In this article I would like to make a reflection on mainly young (but also not so young) people who want to enter the profession of CNC operator and programmer. Although the question “How to become a CNC operator and programmer?” may seem very superficial. It is in fact an obvious need of many young people who, after finishing school, are looking for a job, finding numerous job advertisements addressed to professionals in the machine tool sector. All those who work in this field are aware of the real need for CNC operators and programmers. It affects many businessmen and craftsmen on a daily basis, who complain about the lack of technical staff to equip and set up CNC machines.
I would like to give some useful tips to those who want to approach the world of numerical control machines, without presuming to say what needs to be done but simply sharing my personal experiences and those of young people I have met.
Let’s start by clarifying the professional figure.
Operator, machinist or CNC programmer?
We often hear about job offers for the above-mentioned figures, so first of all it is good to explain who they are and what they do. If we wanted to give a technical definition we could say that:
- CNC OPERATOR. This is the person in charge of setting up the CNC machines; starting with the unloading and loading of workpieces, up to the dimensional control of production and the routine replacement of tools subject to wear, acting on the wear correction parameters to compensate for tool wear;
- MACHINIST. This is the person who arrives at the machine during set-up. He will be in charge of setting up the tooling for the production changeover, loading the program into the machine and running the first parts to check that the machine is set up correctly;
- CNC PROGRAMMER. This is the person who compiles the CNC program; writes the program using the tools at his disposal such as CAD-CAM, CNC editor and simulators to create the program and all the technical information to be sent to the machine and the machinist.
At this point it is necessary to clarify: the three professional figures would be better identified by the term JOBS. In fact, depending on the company and its procedures, one person may be responsible for programming, tooling and preparing the machine, or there may be three very different people. I have seen the latter in very large and structured companies. In some cases, the three figures even have different machine authorisation keys, precisely to allow operations limited to their own competences.
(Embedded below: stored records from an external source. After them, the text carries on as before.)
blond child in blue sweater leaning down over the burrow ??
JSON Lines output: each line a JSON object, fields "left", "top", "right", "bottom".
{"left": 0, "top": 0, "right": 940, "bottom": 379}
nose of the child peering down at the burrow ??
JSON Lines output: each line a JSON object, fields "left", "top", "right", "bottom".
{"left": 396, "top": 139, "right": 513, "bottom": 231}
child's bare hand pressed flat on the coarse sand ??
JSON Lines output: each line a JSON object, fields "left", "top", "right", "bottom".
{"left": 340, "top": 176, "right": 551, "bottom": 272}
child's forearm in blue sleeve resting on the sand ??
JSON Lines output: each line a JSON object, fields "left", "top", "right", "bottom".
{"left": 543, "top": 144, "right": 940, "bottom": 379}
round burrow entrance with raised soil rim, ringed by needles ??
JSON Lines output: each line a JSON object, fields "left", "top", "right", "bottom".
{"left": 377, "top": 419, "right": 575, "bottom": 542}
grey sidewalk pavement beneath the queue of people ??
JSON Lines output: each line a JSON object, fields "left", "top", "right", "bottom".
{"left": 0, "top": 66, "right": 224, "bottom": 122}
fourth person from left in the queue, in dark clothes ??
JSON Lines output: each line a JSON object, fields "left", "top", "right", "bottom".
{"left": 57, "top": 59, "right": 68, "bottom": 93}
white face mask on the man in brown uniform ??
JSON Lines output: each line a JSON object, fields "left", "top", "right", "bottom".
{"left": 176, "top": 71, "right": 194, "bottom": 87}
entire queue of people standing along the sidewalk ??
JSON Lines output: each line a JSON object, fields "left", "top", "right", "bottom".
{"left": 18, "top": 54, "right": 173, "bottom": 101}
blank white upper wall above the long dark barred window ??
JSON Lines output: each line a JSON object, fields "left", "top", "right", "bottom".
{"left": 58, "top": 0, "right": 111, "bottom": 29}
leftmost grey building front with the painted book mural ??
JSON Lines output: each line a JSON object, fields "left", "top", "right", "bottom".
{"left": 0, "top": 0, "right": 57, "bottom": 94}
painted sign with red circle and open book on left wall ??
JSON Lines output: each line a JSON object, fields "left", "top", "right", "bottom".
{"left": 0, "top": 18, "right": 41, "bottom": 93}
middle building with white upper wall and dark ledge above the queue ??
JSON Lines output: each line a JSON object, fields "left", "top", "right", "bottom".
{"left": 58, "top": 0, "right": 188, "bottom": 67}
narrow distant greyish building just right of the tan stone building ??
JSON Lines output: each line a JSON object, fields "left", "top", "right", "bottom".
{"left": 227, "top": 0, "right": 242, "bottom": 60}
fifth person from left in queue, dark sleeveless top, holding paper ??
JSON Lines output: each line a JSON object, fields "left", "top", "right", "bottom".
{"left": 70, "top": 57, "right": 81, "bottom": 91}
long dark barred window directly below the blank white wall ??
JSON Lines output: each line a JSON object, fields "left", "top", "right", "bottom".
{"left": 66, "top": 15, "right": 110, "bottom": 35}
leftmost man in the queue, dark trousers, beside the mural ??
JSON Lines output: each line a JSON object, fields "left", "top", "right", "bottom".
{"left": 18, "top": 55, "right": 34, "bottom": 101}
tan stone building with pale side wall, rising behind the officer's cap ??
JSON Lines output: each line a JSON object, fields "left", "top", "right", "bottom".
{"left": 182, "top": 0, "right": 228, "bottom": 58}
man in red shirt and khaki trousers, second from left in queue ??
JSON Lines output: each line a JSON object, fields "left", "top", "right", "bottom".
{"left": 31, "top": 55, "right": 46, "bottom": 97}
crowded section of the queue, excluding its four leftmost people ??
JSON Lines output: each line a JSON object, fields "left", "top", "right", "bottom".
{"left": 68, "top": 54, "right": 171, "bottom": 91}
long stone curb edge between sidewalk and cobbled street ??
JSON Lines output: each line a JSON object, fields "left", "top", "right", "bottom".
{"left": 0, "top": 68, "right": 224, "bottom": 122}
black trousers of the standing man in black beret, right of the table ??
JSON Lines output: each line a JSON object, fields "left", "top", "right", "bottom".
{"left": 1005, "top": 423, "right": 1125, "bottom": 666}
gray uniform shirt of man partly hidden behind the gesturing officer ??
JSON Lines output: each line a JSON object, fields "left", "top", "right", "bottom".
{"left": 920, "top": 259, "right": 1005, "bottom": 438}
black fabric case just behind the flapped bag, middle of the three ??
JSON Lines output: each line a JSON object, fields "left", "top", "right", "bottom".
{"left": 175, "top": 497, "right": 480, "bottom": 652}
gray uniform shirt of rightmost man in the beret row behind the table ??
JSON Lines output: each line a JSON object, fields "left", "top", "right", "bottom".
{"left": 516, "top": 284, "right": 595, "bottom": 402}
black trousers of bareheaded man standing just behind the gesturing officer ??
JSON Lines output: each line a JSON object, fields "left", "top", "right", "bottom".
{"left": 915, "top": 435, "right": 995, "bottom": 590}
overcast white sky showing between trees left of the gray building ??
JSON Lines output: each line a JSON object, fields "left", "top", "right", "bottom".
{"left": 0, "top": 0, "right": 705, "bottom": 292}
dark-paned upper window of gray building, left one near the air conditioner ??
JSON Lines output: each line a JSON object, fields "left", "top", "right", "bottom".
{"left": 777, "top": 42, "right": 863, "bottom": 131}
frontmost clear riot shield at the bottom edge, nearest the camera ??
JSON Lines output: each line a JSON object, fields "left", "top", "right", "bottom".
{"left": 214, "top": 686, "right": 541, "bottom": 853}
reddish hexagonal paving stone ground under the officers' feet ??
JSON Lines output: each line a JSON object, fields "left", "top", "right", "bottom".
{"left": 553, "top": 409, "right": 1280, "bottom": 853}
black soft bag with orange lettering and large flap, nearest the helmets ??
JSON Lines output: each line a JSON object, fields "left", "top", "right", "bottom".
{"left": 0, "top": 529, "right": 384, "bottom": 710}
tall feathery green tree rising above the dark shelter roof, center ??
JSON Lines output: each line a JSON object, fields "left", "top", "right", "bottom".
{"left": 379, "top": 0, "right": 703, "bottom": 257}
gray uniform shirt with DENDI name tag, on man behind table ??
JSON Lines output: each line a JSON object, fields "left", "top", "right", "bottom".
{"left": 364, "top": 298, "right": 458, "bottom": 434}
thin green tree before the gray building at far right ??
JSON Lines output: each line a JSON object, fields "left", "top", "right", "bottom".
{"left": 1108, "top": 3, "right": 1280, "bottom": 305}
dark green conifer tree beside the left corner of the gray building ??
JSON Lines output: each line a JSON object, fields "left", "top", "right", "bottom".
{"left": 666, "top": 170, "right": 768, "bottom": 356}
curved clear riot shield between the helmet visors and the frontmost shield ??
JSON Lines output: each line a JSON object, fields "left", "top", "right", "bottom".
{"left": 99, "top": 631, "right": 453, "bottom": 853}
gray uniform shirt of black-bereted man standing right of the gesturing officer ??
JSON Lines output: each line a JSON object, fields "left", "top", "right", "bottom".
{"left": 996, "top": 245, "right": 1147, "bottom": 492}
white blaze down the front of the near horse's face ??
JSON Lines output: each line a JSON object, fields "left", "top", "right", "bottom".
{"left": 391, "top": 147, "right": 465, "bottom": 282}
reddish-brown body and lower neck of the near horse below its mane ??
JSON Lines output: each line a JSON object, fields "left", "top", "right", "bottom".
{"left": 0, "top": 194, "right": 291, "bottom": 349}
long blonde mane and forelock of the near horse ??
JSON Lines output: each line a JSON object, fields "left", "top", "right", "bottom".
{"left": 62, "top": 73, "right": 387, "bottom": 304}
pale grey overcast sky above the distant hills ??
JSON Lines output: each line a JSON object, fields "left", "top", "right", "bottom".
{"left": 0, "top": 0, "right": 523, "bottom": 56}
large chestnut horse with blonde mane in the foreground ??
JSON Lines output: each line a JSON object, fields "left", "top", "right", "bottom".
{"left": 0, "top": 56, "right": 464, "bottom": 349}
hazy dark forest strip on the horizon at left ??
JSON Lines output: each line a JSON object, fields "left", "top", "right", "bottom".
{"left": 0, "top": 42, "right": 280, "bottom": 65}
Now that it is clearer what CNC operator, machinist and programmer are going to do, let’s try to understand how to become one. The answer is very simple: MOTIVATION.
Although it may sound rhetorical, the only real key is to have the right motivation which will then lead you to the right determination.
But now let’s get into business!
What to do to become a CNC programmer
If I had the choice of where to start in order to become a CNC programmer, I would recommend a high school with a specific field of study and at least a mechanical one. Here you can choose according to what the school landscape around you has to offer. Speaking of schools, I must say that there are some very well equipped and with very good teachers. The advice I can give you is to ask to visit the laboratories provided and understand whether the school has invested in equipment. In addition to the traditional lathe to make a bit of chip, the CNC machines and any CAD-CAM stations should not be missing. Also ask how many hours will be devoted to the CNC machines; watching them switched off will not help you learn a profession.
If you attend the right school, you will probably not have much difficulty in finding a job either, because many companies take names directly from the schools.
But now we come to those who did not go to school for CNC machines or for mechanics in general. These are the people who have given me the greatest satisfaction in these years of teaching. They are the people who are sometimes even more motivated, because they first approach the subject out of necessity and then become passionate about it.
For the latter, the problem is that if they come to a job search with a CV that has no connection with the world of machine tools, they will certainly have little chance of being hired. At this point it will be necessary to break a vicious circle of “if I don’t work I will never have the experience, but without the experience I will never work”. Pun apart, the problem at this point will be to show a real interest in the subject and above all to be determined to learn and become a CNC operator or programmer.
What can we do?
The first thing I would recommend is to use job agencies that organise courses aimed at CNC machines. From my own personal experience, I have known many young people who have attended this type of course and who have quickly found their place in the machine tool world with excellent results. The advice is to evaluate the training course you are offered and assess its effectiveness in terms of both duration and content. In fact, a good course should certainly cover technical drawing, technology and finally the use and basic programming of numerical control. The minimum duration should be around 120 hours in order to effectively cover the above topics.
The second thing you can do is to build your professional career. Whether we are looking for a job or are already working, we must always bear in mind that we must never stop studying. To do this, there are many tools. We on this site are trying to create resources to learn and improve by allowing people to follow our courses, both in e-learning mode and by participating in classroom courses or specific workshops. At the following link you will find our online cnc courses. I also recommend you to look for training centres near you and take advantage of every possible resource to follow your personal growth path.
For the younger generation, I would also like to remind you to take advantage of the resources on social networks; there are Facebook groups and forums followed by very competent and helpful people. They are a free resource and certainly help to build up a knowledge, and in some cases also to find answers to technical questions, whether simple or not.
Obviously in this article I just wanted to include some suggestions, but I invite everyone to persevere; companies have a huge need of CNC operators, and this work allows you to combine a manual and concrete part with an intellectual one.